But Paul had just said in verse 17: “Imitate me, be imitators of me, your apostle.” (Philippians 3:17) And the first thing he gives to imitate is weeping over lost people! Paul says: “… again I say rejoice.” (Philippians 4:4)

Paul is not a careless writer. He is not a bad communicator – he doesn’t make mistakes under God’s inspiration about the interpretation of his own experience.
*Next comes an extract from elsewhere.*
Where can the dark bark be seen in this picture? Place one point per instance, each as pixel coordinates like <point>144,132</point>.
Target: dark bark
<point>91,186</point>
Even while tears are flowing in Philippians 3:18, Philippians 4:4 is true. The enemies of the cross are opposing him and he’s weeping as he makes this observation about them to the church.

The man who said “I experience unceasing anguish” (Romans 9:23) also wrote “rejoice always and again I say rejoice” (Philippians 4:4).

Three observations for life

So, I’m going to draw out three observations which I think make sense of what we’ve seen and which will help us live this life.

#1 Both are true 

One of the reasons there can be joy and sorrow simultaneously is that the reasons for the one and for the other are different.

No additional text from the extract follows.